Advances in Methods and Practices in Psychological Science

Bridging Traditional-Statistics and Machine-Learning Approaches in Psychology: Navigating Small Samples, Measurement Error, Nonindependent Observations, and Missing Data

Abstract

In recent years, machine learning has propagated into different aspects of psychological research, and supervised machine-learning methods have increasingly been used as a tool for predicting human behavior or psychological characteristics when there is a large number of possible predictors. However, researchers often face practical challenges when using machine-learning methods on psychological data. In this article, we identify and discuss four key challenges that often arise when applying machine learning to data collected for psychological research. The four challenge areas cover (a) limited sample size, (b) measurement error, (c) nonindependent data, and (d) missing data.
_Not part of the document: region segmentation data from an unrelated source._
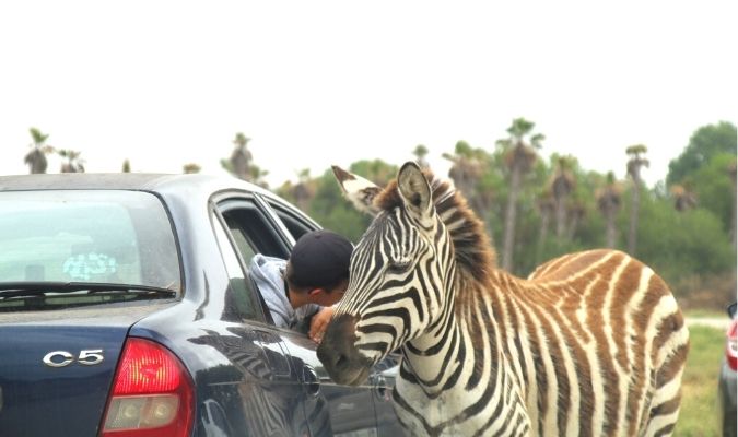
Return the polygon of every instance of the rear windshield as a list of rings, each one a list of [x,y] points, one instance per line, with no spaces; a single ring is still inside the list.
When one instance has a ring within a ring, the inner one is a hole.
[[[0,284],[110,283],[180,291],[172,225],[153,194],[0,192]]]

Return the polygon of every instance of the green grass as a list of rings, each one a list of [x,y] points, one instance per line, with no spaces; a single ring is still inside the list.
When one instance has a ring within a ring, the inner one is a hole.
[[[690,328],[691,349],[682,378],[682,398],[675,436],[719,436],[717,378],[725,352],[725,332]]]

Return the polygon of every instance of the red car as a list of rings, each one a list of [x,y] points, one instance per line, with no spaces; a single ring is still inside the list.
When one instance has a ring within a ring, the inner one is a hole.
[[[721,367],[718,382],[721,402],[721,424],[723,436],[736,436],[736,357],[738,357],[738,320],[736,319],[736,303],[728,307],[728,315],[733,319],[727,331],[725,357]]]

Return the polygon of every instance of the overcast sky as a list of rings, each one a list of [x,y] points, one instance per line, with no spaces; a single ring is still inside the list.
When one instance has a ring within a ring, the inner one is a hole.
[[[87,172],[222,173],[236,132],[272,186],[302,168],[493,150],[513,118],[541,154],[648,184],[701,126],[738,119],[738,2],[13,1],[0,4],[0,174],[30,127]],[[58,160],[49,172],[59,169]]]

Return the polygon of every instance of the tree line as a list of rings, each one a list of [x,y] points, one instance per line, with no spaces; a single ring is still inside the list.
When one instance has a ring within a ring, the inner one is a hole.
[[[736,127],[726,121],[694,131],[688,145],[669,162],[664,181],[645,187],[649,165],[644,144],[624,145],[624,179],[614,172],[583,168],[572,155],[552,153],[543,160],[546,137],[532,121],[516,118],[507,135],[491,150],[458,141],[446,175],[483,220],[503,269],[526,275],[555,256],[582,249],[609,247],[626,251],[658,271],[681,299],[695,306],[722,308],[735,299],[736,290]],[[31,173],[45,173],[48,153],[66,161],[62,172],[84,172],[79,152],[46,145],[47,134],[32,128],[33,143],[25,156]],[[248,150],[250,139],[236,133],[223,168],[234,176],[268,187],[268,172]],[[412,150],[427,167],[427,147]],[[367,158],[350,170],[384,185],[399,163]],[[122,172],[130,172],[124,163]],[[198,173],[186,164],[183,173]],[[431,168],[431,170],[433,170]],[[356,213],[344,200],[328,169],[272,189],[292,201],[321,225],[356,241],[370,217]],[[712,299],[712,302],[711,302]],[[689,306],[689,305],[688,305]]]

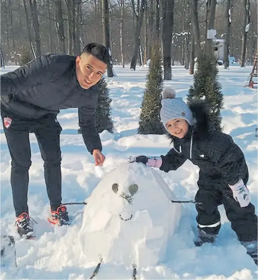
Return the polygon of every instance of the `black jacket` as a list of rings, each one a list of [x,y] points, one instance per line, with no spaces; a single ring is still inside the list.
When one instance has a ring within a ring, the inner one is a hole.
[[[1,75],[1,110],[14,118],[37,119],[78,108],[83,140],[92,153],[102,149],[95,116],[99,90],[97,85],[87,90],[80,87],[75,60],[66,55],[42,55]]]
[[[239,147],[230,136],[222,132],[208,133],[205,127],[202,120],[197,119],[196,126],[190,127],[183,139],[169,136],[173,148],[165,156],[161,156],[160,169],[165,172],[176,170],[189,159],[199,168],[201,185],[234,185],[240,177],[246,184],[248,171]]]

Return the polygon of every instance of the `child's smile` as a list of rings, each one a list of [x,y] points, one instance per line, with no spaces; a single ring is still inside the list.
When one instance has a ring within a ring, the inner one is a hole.
[[[167,122],[166,127],[170,134],[181,139],[187,133],[189,125],[184,119],[175,119]]]

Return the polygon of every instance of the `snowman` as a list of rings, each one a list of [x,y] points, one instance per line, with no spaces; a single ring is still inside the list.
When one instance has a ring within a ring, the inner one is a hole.
[[[122,164],[105,174],[86,200],[80,262],[135,270],[157,265],[180,220],[180,205],[171,201],[175,198],[159,174],[142,163]]]

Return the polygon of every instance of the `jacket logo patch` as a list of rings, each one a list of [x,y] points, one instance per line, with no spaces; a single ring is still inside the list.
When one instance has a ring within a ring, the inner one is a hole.
[[[3,118],[3,125],[4,127],[6,129],[9,128],[12,121],[13,120],[11,118],[8,118],[7,117]]]

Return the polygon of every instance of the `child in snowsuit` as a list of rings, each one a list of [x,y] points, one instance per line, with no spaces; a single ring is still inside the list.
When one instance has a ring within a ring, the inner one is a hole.
[[[257,264],[257,216],[246,188],[248,170],[244,155],[231,137],[209,132],[204,104],[191,108],[173,88],[164,90],[160,119],[173,148],[165,156],[135,158],[137,162],[168,172],[187,160],[200,169],[196,195],[198,237],[197,246],[213,242],[220,228],[218,206],[223,204],[231,227]],[[201,101],[202,102],[203,102]]]

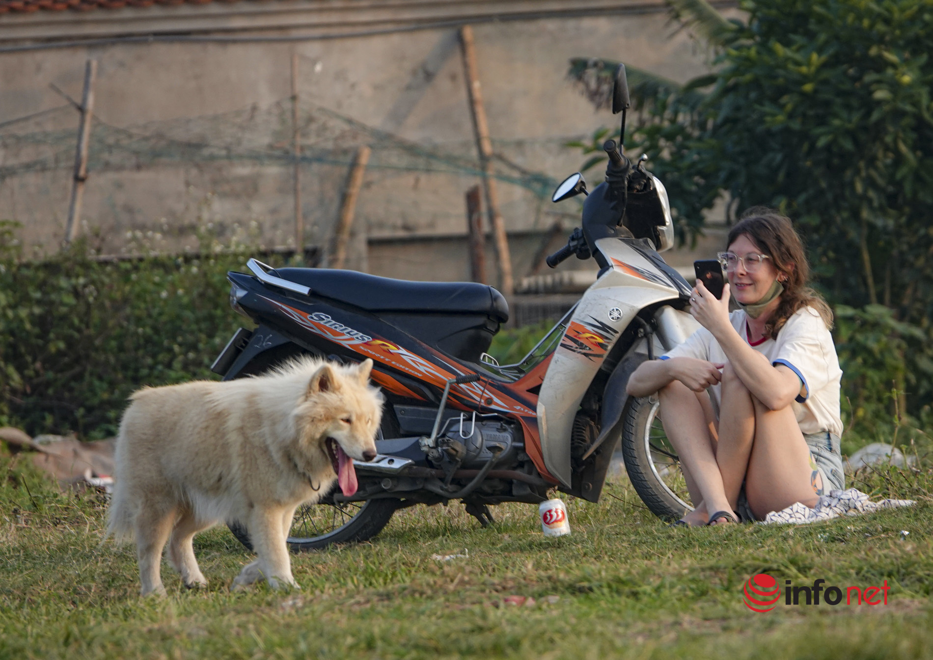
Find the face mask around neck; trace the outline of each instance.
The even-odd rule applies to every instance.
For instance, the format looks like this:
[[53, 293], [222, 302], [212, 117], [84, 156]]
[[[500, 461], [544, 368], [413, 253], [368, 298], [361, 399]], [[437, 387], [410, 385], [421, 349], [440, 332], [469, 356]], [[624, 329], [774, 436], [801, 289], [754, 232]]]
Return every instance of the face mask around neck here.
[[735, 301], [735, 304], [739, 305], [739, 308], [745, 311], [749, 317], [758, 318], [764, 312], [764, 308], [782, 293], [784, 293], [784, 286], [775, 279], [774, 283], [771, 285], [771, 288], [769, 288], [768, 292], [764, 294], [764, 298], [759, 300], [758, 302], [743, 304], [742, 302]]

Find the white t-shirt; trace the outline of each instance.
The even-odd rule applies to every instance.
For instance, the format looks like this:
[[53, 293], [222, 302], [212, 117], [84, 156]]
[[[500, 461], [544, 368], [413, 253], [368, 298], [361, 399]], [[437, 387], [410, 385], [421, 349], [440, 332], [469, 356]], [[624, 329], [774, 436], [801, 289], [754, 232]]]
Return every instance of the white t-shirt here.
[[[739, 336], [748, 342], [745, 313], [736, 310], [729, 315], [729, 320]], [[791, 403], [791, 407], [797, 415], [801, 432], [829, 431], [836, 435], [842, 434], [842, 420], [840, 418], [839, 409], [839, 386], [842, 370], [839, 368], [832, 335], [816, 310], [812, 307], [798, 310], [784, 324], [776, 340], [769, 337], [756, 344], [749, 342], [749, 345], [772, 364], [787, 365], [800, 377], [801, 393]], [[720, 364], [729, 361], [719, 343], [705, 328], [698, 330], [686, 342], [675, 346], [661, 358], [696, 358]], [[721, 389], [719, 384], [709, 388], [717, 412]]]

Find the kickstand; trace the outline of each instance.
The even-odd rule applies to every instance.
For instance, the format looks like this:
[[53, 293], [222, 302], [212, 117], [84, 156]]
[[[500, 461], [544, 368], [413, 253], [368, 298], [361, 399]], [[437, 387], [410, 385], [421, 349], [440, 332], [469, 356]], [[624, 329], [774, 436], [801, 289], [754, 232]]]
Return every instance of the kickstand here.
[[493, 518], [493, 512], [489, 510], [489, 506], [486, 504], [466, 504], [466, 513], [479, 520], [480, 525], [484, 527], [488, 527], [490, 524], [495, 522]]

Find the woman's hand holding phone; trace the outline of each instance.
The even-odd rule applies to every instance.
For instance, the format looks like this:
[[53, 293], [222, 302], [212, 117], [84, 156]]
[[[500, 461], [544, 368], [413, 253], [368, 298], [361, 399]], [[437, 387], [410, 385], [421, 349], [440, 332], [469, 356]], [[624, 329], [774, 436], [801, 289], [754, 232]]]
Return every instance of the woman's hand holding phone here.
[[702, 392], [722, 380], [726, 365], [696, 358], [671, 358], [670, 374], [694, 392]]
[[703, 280], [697, 280], [697, 286], [690, 292], [690, 314], [703, 328], [713, 335], [720, 330], [731, 328], [729, 320], [729, 283], [722, 287], [722, 298], [717, 299], [703, 285]]

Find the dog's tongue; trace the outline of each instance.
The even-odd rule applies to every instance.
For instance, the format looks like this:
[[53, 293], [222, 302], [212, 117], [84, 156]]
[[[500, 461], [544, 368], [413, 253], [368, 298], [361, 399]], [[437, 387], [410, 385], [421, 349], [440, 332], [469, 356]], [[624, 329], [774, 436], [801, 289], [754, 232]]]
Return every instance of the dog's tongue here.
[[334, 442], [337, 447], [337, 482], [341, 484], [341, 490], [348, 498], [356, 492], [356, 470], [353, 467], [353, 459], [350, 458], [341, 448], [340, 444]]

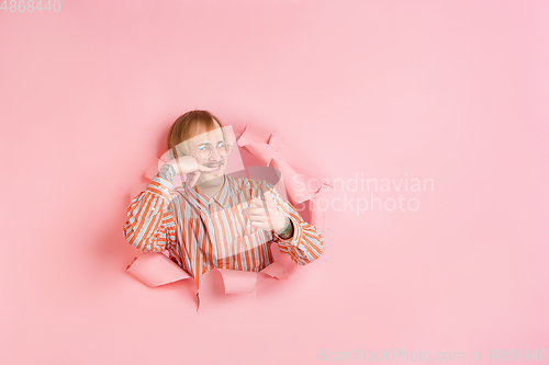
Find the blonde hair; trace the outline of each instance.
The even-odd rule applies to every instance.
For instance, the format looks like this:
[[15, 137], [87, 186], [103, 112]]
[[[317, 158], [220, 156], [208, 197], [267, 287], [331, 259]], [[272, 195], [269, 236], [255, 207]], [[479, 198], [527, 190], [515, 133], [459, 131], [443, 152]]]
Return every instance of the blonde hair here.
[[[168, 132], [168, 150], [171, 151], [173, 158], [178, 158], [176, 146], [192, 138], [191, 130], [194, 128], [205, 129], [206, 132], [223, 128], [220, 119], [208, 111], [190, 111], [180, 115]], [[223, 136], [226, 139], [225, 132]]]

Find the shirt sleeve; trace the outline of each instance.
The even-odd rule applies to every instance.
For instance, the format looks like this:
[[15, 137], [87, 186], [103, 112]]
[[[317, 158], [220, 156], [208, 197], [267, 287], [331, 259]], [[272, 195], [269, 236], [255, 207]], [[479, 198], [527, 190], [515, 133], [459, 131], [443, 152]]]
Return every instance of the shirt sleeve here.
[[293, 236], [289, 239], [282, 239], [272, 235], [273, 241], [278, 243], [280, 252], [290, 255], [292, 261], [300, 265], [305, 265], [321, 256], [323, 250], [323, 239], [318, 229], [304, 221], [298, 210], [288, 201], [274, 190], [271, 184], [266, 185], [276, 197], [276, 204], [293, 225]]
[[124, 225], [124, 237], [130, 244], [144, 252], [171, 248], [176, 240], [171, 190], [169, 181], [155, 176], [147, 189], [132, 199]]

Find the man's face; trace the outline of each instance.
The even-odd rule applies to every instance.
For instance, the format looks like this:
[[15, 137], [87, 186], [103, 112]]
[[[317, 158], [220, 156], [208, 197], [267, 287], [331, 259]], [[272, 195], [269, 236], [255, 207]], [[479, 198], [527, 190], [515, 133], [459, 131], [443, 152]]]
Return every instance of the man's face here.
[[[223, 132], [221, 128], [212, 129], [206, 132], [203, 128], [194, 128], [191, 130], [191, 135], [194, 137], [189, 138], [182, 145], [182, 150], [186, 155], [194, 157], [198, 163], [203, 164], [209, 168], [216, 167], [217, 170], [211, 172], [200, 172], [200, 178], [197, 184], [208, 183], [210, 185], [223, 184], [223, 174], [226, 168], [226, 156], [222, 156], [217, 146], [224, 144]], [[211, 150], [210, 157], [208, 150]]]

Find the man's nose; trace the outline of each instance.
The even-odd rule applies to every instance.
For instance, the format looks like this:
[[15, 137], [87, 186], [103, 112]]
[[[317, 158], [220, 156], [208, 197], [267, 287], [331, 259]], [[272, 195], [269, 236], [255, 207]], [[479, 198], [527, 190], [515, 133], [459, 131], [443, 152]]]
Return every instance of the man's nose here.
[[220, 155], [220, 151], [217, 150], [217, 148], [214, 147], [212, 149], [212, 156], [210, 156], [210, 160], [215, 161], [215, 162], [223, 160], [223, 157]]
Such challenges are extensively discussed in the “traditional” statistical literature but are often not explicitly addressed, or at least not to the same extent, in the applied-machine-learning community. We present how each of these challenges is dealt with first from a traditional-statistics perspective and then from a machine-learning perspective and discuss the strengths and weaknesses of these solutions by comparing the approaches. We argue that the boundary between traditional statistics and machine learning is fluid and emphasize the need for cross-disciplinary collaboration to better tackle these core challenges and improve replicability.